Neural networks speed up estimates of matrix condition numbers for large sparse systems
This paper introduces a fast, data-driven way to estimate the condition number of large sparse matrices using graph neural networks (GNNs).
This paper introduces a fast, data-driven way to estimate the condition number of large sparse matrices using graph neural networks (GNNs). The condition number is a simple number that measures how sensitive the solution of a linear system is to small changes in the input. Exact computation is costly for large problems, so the authors train a neural model to predict the number quickly from compact features of the matrix.
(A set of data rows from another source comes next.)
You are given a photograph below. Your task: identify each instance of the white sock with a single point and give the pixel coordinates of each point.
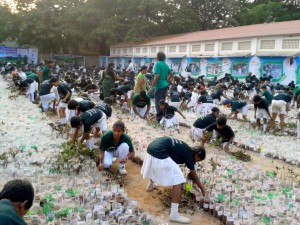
(265, 127)
(174, 209)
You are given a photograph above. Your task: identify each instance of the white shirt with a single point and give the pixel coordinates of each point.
(130, 67)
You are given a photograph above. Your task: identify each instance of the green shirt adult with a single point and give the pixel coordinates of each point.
(46, 73)
(140, 78)
(163, 70)
(8, 214)
(139, 102)
(296, 91)
(108, 143)
(268, 96)
(33, 76)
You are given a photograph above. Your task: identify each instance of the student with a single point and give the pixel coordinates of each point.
(65, 94)
(80, 106)
(204, 122)
(46, 96)
(237, 106)
(105, 107)
(161, 167)
(115, 143)
(280, 106)
(174, 97)
(45, 73)
(30, 88)
(16, 198)
(267, 94)
(224, 132)
(216, 96)
(162, 74)
(90, 119)
(261, 111)
(141, 81)
(123, 90)
(204, 103)
(166, 115)
(141, 105)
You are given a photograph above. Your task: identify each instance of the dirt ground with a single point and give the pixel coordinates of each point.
(149, 201)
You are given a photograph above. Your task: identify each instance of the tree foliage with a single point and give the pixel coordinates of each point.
(60, 26)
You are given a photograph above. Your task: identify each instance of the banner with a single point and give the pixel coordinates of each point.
(18, 55)
(103, 61)
(282, 69)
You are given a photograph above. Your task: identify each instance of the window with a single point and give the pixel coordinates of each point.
(172, 49)
(209, 47)
(161, 49)
(290, 44)
(226, 46)
(244, 45)
(182, 48)
(196, 48)
(267, 44)
(153, 49)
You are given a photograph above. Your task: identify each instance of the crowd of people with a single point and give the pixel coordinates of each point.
(53, 88)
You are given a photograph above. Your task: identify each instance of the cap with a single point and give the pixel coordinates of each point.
(226, 102)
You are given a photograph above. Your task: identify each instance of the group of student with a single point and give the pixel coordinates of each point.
(179, 94)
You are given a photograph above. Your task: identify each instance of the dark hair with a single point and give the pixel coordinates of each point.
(222, 121)
(215, 109)
(143, 94)
(199, 151)
(110, 66)
(113, 91)
(119, 124)
(256, 98)
(204, 92)
(236, 94)
(18, 191)
(162, 102)
(72, 104)
(144, 67)
(53, 80)
(108, 100)
(161, 56)
(75, 121)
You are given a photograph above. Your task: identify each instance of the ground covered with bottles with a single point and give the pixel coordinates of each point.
(264, 190)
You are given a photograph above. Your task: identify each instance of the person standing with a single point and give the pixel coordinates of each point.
(204, 122)
(16, 198)
(65, 94)
(161, 167)
(162, 73)
(141, 81)
(224, 133)
(280, 105)
(90, 119)
(141, 105)
(115, 143)
(261, 111)
(45, 73)
(109, 77)
(46, 96)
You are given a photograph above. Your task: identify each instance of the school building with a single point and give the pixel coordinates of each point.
(271, 49)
The researchers build a feature extractor that turns a sparse matrix into a fixed-length vector of descriptors. These descriptors capture structure (size and sparsity), diagonal entries, several matrix norms, measures of diagonal dominance, row sparsity patterns, statistics of nonzero values, and simple eigenvalue bounds based on Gershgorin disks. The extractor runs in time proportional to the number of nonzeros plus the matrix dimension, written O(nnz + n), so it is cheap for typical sparse matrices.
On top of these features they train a neural model to predict the logarithm (base ten) of either the inverse norm of the matrix or the full condition number. The log transform stabilizes learning when values vary widely. At inference time the model outputs the log estimate, which is then exponentiated and combined with an exactly computable matrix norm when appropriate. The paper presents two prediction schemes and reports experiments for both 1-norm and 2-norm condition-number estimation.
According to the authors, this approach gives large speedups compared with classical iterative estimators such as the Hager–Higham method for the 1-norm and Lanczos-type methods for the 2-norm. They report sub-millisecond inference times and claim acceptable relative error in their tests. The method is presented as the first use of graph learning techniques for condition-number estimation and is positioned as a fast, approximate alternative for large sparse systems.